Take the heated debates among group members in the ASI-DER, the mail-list of an Antiochian immigrant community. Most members agree that NATO and the US are pursuing imperial objectives and using Turkey as an instrument to reach those ends. While some group members reject this explanation and accuse Assad of slaughtering his own people, other group members argue that the western and Gulf media is exaggerating incidents. They denounce anti-Assad members for turning a blind eye on the plans of both western and Wahhabist powers attempting to topple Assad. The anti-imperialism discourse of the community incorporates a blend of leftist, secularist, and Kemalist ideology that sternly opposes the Sunni-led AK Party government and therefore any intervention in Syria initiated by this government. To them, the big picture is derived from an imperialist and Sunni-led plot against the Nusayris of Syria and Assad.
Sultan Abdulhamid of the Ottoman Empire struggled to create a common bond for his Muslim subjects across the Middle East, based on the Sunni branch of Islam. This sparked conflicts with Sunnis who lived in the Lebanese Mountains, and in Syria with the Nusayris. Sunnis have perceived Nusayris as inferior and non-believers ever since. Sultan Abdulhamid’s project reconciled Nusayris relations with the state, as many settled permanently and stopped rebelling, but failed to resolve the problems between the Sunnis and Nusayris as the latter rejected conversion to Sunnism. This problem continues to the present day and is the primary reason why the Nusayris fear a Sunni-dominated Syria.

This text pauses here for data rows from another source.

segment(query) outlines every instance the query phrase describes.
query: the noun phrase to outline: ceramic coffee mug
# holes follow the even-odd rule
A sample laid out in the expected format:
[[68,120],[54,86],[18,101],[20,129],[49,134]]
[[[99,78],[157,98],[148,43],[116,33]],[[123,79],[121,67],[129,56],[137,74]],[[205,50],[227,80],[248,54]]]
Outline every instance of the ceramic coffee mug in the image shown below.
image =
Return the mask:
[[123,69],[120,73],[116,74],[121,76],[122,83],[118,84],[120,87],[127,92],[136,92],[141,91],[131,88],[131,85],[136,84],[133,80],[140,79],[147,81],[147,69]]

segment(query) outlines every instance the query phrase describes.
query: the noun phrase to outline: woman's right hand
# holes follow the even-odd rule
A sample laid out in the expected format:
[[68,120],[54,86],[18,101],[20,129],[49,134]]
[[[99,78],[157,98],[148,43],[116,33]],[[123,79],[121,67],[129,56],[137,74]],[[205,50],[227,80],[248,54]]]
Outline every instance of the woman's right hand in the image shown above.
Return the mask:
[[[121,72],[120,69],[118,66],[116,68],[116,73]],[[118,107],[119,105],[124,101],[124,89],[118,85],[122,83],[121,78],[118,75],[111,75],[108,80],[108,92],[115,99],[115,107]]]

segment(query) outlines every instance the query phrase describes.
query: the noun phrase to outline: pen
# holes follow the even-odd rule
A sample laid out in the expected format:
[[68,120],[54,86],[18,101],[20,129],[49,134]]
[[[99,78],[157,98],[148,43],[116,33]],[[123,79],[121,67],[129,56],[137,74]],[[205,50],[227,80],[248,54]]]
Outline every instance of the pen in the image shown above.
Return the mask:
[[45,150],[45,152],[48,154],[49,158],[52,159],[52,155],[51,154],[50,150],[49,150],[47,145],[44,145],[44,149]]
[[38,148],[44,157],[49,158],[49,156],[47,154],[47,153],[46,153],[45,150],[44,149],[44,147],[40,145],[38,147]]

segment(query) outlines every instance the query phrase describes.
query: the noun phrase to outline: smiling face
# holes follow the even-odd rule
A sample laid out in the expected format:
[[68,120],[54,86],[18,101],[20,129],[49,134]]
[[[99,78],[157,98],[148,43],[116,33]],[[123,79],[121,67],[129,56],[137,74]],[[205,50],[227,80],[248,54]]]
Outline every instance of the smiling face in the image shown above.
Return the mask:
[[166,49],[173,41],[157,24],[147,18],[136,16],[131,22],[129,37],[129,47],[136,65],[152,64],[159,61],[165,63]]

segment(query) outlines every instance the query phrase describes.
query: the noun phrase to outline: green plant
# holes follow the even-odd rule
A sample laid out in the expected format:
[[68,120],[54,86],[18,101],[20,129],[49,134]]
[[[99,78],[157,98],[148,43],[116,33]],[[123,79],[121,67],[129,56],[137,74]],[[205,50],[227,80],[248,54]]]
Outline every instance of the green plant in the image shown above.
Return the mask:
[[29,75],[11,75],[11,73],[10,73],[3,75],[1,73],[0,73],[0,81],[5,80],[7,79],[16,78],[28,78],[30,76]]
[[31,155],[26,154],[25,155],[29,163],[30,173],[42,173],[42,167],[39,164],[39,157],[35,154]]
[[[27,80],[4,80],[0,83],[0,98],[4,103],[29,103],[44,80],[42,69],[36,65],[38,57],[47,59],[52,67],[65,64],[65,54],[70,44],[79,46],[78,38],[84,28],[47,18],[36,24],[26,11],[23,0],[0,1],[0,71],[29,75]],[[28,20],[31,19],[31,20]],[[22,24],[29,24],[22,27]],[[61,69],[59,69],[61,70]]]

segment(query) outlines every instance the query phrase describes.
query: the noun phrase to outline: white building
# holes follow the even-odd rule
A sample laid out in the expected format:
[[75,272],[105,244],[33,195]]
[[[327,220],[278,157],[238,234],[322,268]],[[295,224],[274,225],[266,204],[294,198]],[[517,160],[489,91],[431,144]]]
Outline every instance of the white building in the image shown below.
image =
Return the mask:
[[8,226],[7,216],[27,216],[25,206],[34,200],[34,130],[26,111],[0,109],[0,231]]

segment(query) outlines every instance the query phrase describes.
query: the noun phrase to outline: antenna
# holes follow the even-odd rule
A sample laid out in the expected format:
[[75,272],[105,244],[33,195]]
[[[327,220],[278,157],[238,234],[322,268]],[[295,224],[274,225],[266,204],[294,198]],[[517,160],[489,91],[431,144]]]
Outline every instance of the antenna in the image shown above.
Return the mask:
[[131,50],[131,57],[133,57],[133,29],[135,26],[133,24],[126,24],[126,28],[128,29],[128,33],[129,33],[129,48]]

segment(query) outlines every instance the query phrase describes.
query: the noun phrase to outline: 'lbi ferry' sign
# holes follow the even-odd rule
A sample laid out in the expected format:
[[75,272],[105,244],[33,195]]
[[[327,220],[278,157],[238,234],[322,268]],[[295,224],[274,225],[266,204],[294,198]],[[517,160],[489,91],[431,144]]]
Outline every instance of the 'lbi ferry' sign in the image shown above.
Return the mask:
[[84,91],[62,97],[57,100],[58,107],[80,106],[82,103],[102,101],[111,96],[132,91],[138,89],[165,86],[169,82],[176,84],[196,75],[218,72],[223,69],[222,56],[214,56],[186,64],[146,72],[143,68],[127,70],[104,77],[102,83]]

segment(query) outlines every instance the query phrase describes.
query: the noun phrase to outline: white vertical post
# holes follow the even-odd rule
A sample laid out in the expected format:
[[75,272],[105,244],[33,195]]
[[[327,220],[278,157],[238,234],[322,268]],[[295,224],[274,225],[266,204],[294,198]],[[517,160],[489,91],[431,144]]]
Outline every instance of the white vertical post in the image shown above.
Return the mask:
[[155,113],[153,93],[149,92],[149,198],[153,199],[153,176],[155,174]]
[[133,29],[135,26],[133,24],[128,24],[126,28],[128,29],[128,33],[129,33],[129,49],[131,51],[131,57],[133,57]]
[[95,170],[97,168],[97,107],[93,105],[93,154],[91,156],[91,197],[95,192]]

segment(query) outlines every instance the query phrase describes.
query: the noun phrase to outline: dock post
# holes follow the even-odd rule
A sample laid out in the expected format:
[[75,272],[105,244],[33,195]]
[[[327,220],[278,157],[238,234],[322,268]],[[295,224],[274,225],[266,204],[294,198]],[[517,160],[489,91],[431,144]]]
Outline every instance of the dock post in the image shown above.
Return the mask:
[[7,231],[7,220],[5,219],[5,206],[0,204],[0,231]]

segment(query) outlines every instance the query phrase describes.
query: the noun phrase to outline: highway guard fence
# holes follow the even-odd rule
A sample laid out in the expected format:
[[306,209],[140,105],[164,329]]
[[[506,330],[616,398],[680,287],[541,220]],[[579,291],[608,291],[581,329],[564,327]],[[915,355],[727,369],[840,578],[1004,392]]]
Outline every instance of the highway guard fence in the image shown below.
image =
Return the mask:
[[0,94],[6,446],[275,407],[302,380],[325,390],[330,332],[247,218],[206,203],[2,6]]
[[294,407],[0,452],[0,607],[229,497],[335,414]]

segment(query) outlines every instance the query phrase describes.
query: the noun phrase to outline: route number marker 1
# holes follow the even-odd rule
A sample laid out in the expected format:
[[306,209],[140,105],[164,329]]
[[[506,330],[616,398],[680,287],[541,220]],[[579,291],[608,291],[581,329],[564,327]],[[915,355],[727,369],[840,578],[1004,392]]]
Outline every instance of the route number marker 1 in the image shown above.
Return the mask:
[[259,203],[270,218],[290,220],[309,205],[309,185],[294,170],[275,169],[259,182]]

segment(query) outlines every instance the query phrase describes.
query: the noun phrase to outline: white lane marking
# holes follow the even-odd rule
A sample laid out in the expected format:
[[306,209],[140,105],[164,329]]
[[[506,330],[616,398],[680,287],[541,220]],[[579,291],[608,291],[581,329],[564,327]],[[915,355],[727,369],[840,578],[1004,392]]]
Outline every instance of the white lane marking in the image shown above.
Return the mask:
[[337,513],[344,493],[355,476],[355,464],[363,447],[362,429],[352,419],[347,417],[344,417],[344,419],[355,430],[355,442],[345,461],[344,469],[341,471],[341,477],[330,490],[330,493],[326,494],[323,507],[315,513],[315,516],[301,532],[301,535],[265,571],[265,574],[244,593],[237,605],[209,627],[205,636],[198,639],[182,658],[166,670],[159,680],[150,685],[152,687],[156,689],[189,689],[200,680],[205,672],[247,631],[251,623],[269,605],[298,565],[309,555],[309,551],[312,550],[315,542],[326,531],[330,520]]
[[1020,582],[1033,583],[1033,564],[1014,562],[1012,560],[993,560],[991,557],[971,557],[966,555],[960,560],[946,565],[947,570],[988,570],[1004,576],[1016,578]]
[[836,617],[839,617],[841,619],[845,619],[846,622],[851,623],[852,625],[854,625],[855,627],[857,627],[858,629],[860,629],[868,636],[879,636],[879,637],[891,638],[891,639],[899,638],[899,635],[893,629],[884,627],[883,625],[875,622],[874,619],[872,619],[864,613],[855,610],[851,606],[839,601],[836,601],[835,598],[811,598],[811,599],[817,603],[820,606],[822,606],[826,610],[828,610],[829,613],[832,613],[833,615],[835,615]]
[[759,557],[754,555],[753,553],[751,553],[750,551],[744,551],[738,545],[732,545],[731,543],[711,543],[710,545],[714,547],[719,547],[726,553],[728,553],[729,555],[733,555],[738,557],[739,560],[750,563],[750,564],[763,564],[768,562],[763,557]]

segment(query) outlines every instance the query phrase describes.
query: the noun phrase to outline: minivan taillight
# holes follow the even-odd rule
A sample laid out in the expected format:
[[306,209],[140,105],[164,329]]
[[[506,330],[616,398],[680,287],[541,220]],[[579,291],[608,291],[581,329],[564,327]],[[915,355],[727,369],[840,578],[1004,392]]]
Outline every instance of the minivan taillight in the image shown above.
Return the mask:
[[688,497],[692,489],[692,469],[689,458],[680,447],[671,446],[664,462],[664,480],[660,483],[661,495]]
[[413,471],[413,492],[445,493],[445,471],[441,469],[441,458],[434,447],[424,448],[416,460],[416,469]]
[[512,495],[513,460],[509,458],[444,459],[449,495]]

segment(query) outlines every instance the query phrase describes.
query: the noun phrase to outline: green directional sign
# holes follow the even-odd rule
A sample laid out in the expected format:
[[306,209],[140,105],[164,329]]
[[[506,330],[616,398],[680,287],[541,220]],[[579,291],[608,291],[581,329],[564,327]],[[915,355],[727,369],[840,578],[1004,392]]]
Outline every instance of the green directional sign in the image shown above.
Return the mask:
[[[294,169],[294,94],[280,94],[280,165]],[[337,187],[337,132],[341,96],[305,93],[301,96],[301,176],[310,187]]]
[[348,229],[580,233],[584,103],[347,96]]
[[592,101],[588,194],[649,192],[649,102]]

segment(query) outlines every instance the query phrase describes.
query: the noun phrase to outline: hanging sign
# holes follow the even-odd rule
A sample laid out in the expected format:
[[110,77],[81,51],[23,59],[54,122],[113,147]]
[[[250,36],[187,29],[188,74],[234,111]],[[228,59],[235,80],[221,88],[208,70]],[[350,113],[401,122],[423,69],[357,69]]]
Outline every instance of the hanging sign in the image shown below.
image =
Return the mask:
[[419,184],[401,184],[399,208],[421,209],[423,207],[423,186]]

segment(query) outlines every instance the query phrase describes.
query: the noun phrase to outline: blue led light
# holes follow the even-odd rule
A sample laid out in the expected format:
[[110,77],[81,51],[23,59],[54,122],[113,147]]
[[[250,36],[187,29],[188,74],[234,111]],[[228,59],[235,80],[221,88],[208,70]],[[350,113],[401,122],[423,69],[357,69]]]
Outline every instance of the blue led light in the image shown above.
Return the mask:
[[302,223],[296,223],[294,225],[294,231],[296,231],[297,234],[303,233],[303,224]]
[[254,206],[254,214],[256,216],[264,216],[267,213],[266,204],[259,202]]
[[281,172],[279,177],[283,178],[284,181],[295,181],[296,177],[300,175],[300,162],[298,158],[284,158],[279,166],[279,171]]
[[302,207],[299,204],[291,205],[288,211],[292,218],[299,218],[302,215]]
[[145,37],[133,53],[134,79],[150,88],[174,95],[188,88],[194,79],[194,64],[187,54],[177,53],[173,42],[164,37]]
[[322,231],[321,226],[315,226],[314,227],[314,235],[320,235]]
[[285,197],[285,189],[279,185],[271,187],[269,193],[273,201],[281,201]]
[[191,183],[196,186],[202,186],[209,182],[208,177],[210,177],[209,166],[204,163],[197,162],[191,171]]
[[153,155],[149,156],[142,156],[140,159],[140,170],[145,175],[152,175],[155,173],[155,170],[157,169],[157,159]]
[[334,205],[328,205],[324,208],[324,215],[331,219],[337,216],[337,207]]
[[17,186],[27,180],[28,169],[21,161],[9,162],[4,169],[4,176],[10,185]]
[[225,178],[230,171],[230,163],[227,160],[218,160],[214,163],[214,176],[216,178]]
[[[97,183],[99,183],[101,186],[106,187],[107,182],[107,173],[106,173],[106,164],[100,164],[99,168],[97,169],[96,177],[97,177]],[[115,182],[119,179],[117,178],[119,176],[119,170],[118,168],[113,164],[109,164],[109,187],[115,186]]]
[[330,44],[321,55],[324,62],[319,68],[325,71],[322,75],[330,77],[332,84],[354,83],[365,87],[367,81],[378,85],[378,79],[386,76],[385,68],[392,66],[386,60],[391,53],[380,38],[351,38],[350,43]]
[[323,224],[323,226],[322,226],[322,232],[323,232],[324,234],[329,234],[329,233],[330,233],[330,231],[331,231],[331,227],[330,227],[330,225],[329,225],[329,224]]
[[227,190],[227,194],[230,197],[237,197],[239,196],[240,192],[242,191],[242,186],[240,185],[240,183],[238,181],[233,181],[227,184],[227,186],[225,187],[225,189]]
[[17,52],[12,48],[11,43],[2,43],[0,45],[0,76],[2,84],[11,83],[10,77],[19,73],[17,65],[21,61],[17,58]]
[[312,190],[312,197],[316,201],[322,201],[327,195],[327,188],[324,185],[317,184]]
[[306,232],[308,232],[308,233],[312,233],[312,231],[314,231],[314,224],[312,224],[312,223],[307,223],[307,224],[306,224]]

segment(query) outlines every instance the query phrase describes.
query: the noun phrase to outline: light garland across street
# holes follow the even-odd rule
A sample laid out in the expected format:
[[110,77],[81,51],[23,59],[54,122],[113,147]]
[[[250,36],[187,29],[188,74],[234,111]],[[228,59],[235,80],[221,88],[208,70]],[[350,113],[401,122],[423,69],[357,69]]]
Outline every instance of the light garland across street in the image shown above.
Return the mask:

Historically, having been oppressed by the Sunni-dominated Ottoman Empire and Turkish Republic, the Nusayris of Turkey think, if the Sunnis take power in Syria, their fellow-Nusayris will be subject to violence. The region will be dominated by Sunnis who may threaten their secular lifestyles. Not only might the Sunnis take revenge for what the Assad regime did, but also the attacks remind them, of a past that may be easily renewed.